From 1921 onward Babbar Akali units carried out assassinations, attacks on informers, and raids on police outposts in localities such as Sahibzada Ajit Singh Nagar? and rural pockets of Jalandhar District and Amritsar District. Actions included targeted killings of alleged collaborators, sabotage of telegraph lines, and distribution of pamphlets that invoked the martyrdom of figures like Shaheed Bhagat Singh? and historical memories of the Mughal–Sikh Wars—though the timeline predates some later martyrs. The movement staged public demonstrations in gurdwaras and urban marketplaces, engaged in armed skirmishes with constabularies, and sought refuge in religious institutions and underground safe houses linked to networks spanning Punjab and expatriate communities in Canada and United States.

British Response and Repression

Colonial authorities responded with policing campaigns, preventive detention, criminal prosecutions in sessions courts and special tribunals, and intelligence operations coordinated by agencies such as the Punjab Police and the Imperial Secretariat. High-profile trials led to executions and long imprisonments, drawing attention in forums like the Calcutta High Court and debates in the Imperial Legislative Council. Repressive measures included the use of the Rowlatt Acts-style emergency powers, press censorship, and collective punishments in affected villages, while counterinsurgency tactics involved coordination with loyalist groups and deployment of Punjab Frontier Force detachments to hotspots.

Impact and Legacy

The Babbar Akali movement influenced subsequent currents in Sikh politics, contributed to debates within the Shiromani Akali Dal, and affected colonial policing doctrine in Punjab Province. Its legacy is visible in commemorations such as local martyr memorials in towns like Jalandhar and in the historiographical memory within Sikh diaspora communities in Canada and United Kingdom. The movement also shaped colonial legislative responses and informed later insurgent and political trajectories in the interwar period, intersecting with evolving organizations including the Indian National Congress and regional formations in post‑colonial Punjab, India.

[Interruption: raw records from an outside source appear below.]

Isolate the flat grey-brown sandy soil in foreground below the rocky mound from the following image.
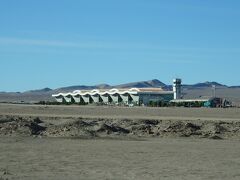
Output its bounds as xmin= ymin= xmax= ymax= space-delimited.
xmin=0 ymin=137 xmax=240 ymax=180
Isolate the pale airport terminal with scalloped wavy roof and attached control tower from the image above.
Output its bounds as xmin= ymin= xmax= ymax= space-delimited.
xmin=52 ymin=79 xmax=181 ymax=105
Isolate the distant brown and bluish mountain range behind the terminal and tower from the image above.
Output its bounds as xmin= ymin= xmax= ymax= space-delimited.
xmin=0 ymin=79 xmax=240 ymax=103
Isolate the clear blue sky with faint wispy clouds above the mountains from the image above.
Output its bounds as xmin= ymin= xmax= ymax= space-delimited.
xmin=0 ymin=0 xmax=240 ymax=91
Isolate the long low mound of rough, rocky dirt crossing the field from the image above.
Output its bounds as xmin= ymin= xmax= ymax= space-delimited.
xmin=0 ymin=117 xmax=240 ymax=139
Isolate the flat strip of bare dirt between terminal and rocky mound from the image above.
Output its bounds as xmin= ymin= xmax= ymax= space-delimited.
xmin=0 ymin=104 xmax=240 ymax=120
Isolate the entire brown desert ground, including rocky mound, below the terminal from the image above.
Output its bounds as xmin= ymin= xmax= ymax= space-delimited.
xmin=0 ymin=104 xmax=240 ymax=180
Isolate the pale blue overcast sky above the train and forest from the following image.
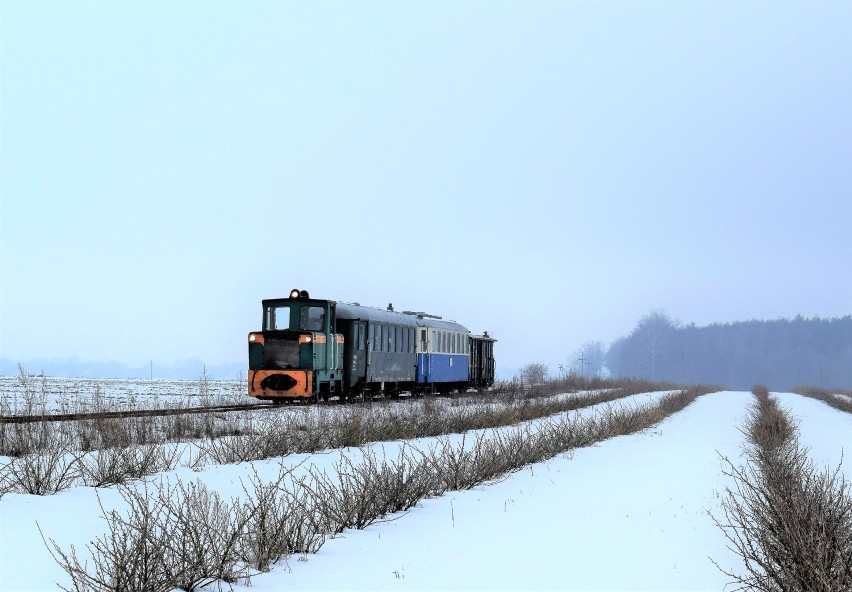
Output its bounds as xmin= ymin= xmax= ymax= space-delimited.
xmin=0 ymin=0 xmax=852 ymax=373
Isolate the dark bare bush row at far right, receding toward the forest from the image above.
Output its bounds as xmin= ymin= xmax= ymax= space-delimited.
xmin=714 ymin=387 xmax=852 ymax=592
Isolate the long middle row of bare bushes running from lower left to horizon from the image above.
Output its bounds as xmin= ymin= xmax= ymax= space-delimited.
xmin=43 ymin=390 xmax=702 ymax=592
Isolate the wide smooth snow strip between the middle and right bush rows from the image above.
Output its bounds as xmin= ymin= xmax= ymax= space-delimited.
xmin=231 ymin=393 xmax=750 ymax=590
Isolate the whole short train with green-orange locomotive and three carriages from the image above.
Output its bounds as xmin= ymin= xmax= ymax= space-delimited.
xmin=248 ymin=290 xmax=496 ymax=403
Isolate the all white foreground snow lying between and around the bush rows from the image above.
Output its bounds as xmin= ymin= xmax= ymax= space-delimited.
xmin=0 ymin=392 xmax=852 ymax=592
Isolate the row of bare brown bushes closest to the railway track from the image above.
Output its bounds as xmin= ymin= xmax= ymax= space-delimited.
xmin=0 ymin=383 xmax=696 ymax=495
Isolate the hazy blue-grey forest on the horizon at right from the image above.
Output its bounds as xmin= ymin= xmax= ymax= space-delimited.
xmin=606 ymin=310 xmax=852 ymax=390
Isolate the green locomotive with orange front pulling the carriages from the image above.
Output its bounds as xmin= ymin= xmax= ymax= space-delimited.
xmin=248 ymin=290 xmax=343 ymax=402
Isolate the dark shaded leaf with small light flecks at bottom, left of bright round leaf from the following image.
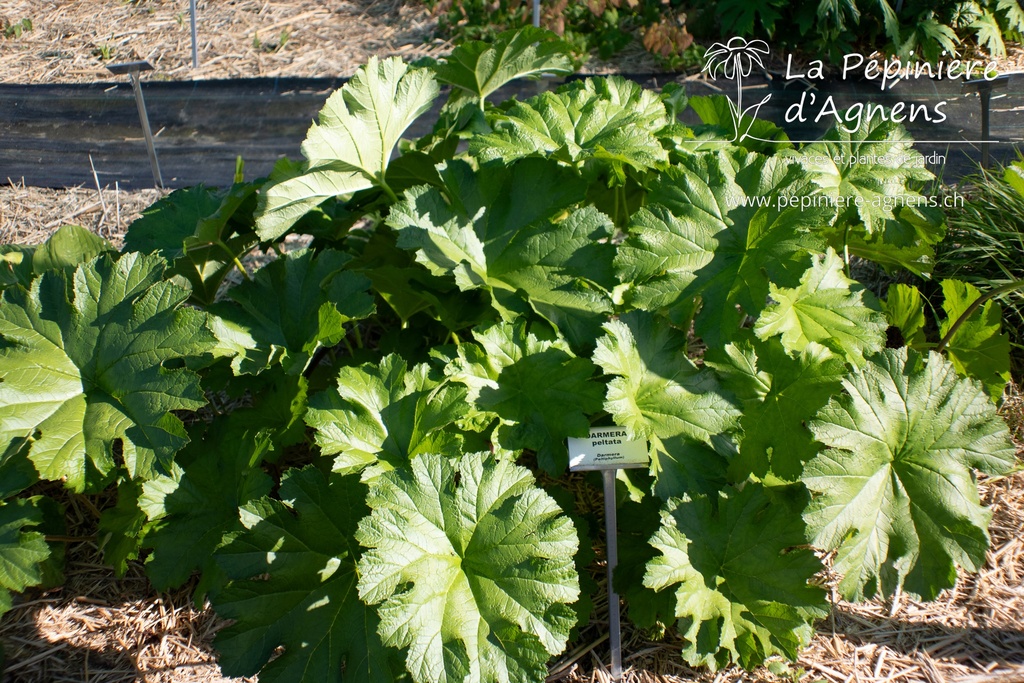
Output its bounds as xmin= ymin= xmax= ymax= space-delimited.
xmin=210 ymin=467 xmax=400 ymax=683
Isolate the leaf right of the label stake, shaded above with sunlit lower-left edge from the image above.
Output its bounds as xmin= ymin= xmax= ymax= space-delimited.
xmin=644 ymin=482 xmax=828 ymax=671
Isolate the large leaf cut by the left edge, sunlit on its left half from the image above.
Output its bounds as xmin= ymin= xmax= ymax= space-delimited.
xmin=0 ymin=254 xmax=214 ymax=490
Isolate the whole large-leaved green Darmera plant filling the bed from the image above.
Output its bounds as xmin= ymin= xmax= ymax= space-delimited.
xmin=0 ymin=32 xmax=1014 ymax=683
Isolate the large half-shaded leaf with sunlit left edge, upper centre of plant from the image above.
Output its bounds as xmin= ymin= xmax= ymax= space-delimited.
xmin=388 ymin=159 xmax=614 ymax=347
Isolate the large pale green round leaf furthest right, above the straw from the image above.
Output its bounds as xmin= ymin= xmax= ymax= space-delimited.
xmin=802 ymin=348 xmax=1015 ymax=600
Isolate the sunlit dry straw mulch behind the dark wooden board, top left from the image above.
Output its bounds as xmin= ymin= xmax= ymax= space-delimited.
xmin=0 ymin=0 xmax=452 ymax=83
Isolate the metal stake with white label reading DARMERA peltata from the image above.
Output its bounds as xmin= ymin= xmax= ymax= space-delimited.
xmin=568 ymin=427 xmax=649 ymax=683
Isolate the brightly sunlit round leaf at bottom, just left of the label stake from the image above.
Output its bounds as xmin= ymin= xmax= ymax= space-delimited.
xmin=356 ymin=454 xmax=580 ymax=683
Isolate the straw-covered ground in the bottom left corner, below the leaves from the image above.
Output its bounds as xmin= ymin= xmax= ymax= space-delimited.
xmin=0 ymin=489 xmax=247 ymax=683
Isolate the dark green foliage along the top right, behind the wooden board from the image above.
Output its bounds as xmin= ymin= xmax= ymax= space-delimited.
xmin=424 ymin=0 xmax=1024 ymax=71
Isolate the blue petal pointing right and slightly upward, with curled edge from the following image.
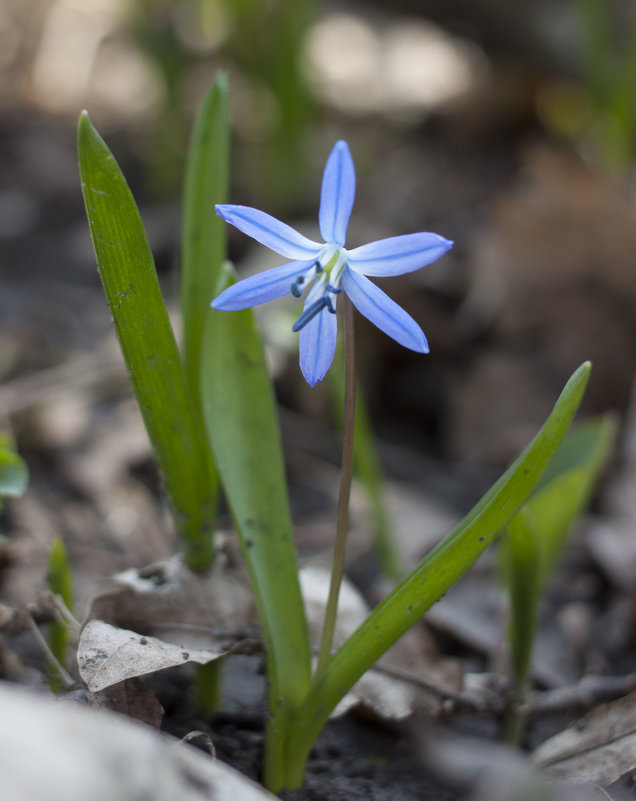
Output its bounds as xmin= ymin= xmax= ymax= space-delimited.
xmin=347 ymin=233 xmax=453 ymax=276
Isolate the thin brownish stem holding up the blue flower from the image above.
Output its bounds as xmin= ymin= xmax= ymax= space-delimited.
xmin=313 ymin=295 xmax=356 ymax=684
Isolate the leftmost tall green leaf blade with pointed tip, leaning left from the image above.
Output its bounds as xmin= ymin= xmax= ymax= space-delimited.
xmin=78 ymin=112 xmax=216 ymax=569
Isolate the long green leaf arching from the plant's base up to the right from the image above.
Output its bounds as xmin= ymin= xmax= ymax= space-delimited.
xmin=287 ymin=362 xmax=590 ymax=786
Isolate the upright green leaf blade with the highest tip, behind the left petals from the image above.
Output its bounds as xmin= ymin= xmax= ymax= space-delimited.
xmin=181 ymin=73 xmax=230 ymax=412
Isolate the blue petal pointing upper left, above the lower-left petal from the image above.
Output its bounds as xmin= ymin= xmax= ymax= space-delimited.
xmin=215 ymin=204 xmax=323 ymax=259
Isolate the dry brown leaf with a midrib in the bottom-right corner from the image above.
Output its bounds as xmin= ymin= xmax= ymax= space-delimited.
xmin=532 ymin=692 xmax=636 ymax=785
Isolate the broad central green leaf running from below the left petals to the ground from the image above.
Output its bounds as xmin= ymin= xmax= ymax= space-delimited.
xmin=201 ymin=268 xmax=310 ymax=788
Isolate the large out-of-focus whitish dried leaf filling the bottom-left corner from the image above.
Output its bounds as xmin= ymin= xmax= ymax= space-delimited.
xmin=0 ymin=684 xmax=274 ymax=801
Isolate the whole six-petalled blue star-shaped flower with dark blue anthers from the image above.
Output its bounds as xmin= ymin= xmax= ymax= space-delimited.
xmin=212 ymin=141 xmax=453 ymax=386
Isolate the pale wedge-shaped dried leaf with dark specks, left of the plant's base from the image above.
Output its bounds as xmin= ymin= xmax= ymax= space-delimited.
xmin=77 ymin=620 xmax=256 ymax=692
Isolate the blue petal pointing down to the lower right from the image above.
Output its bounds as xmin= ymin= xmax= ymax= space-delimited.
xmin=342 ymin=268 xmax=428 ymax=353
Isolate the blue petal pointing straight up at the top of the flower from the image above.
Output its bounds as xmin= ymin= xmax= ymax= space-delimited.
xmin=318 ymin=140 xmax=356 ymax=246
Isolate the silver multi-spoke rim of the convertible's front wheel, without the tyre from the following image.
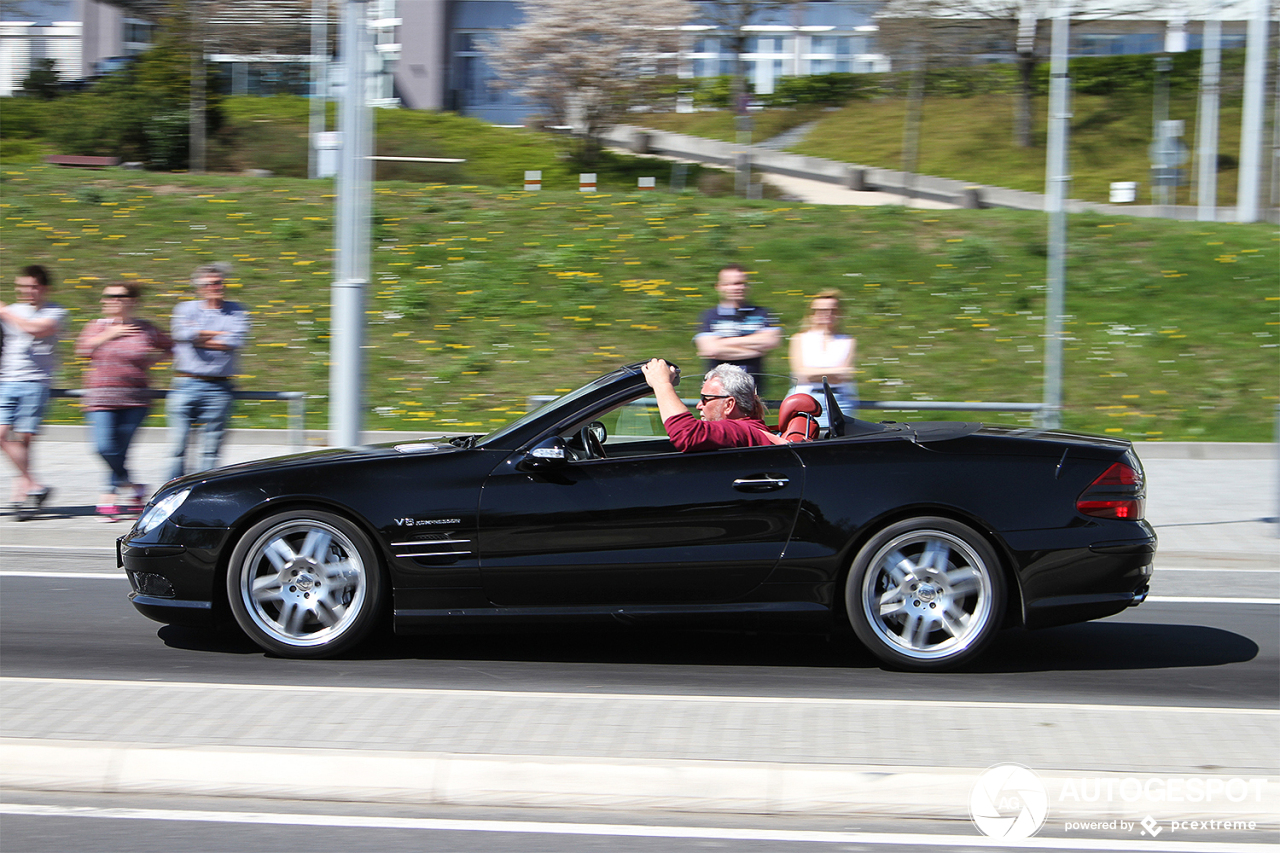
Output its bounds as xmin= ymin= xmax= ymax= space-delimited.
xmin=237 ymin=517 xmax=369 ymax=648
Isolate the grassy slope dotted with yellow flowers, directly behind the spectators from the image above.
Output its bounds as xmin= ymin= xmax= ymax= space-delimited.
xmin=0 ymin=159 xmax=1280 ymax=441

Historiography and Interpretations

Scholars have debated portrayals of the Babbar Akalis, with interpretations ranging from labeling them terrorist cells in colonial reports to framing them as radical defenders of religious autonomy in nationalist accounts published in journals associated with Punjabi literature and Sikh studies. Historians working in archives such as the National Archives of India and regional repositories in Punjab State Archives have compared colonial intelligence files, oral histories from families in Amritsar District, and contemporary Punjabi-language press from outlets operating in Lahore and Amritsar to reassess motivations and networks tied to transnational movements like the Ghadar Party and diasporic activism in North America. Recent scholarship situates the movement within wider debates about violence, martyrdom and political authority in the late colonial period.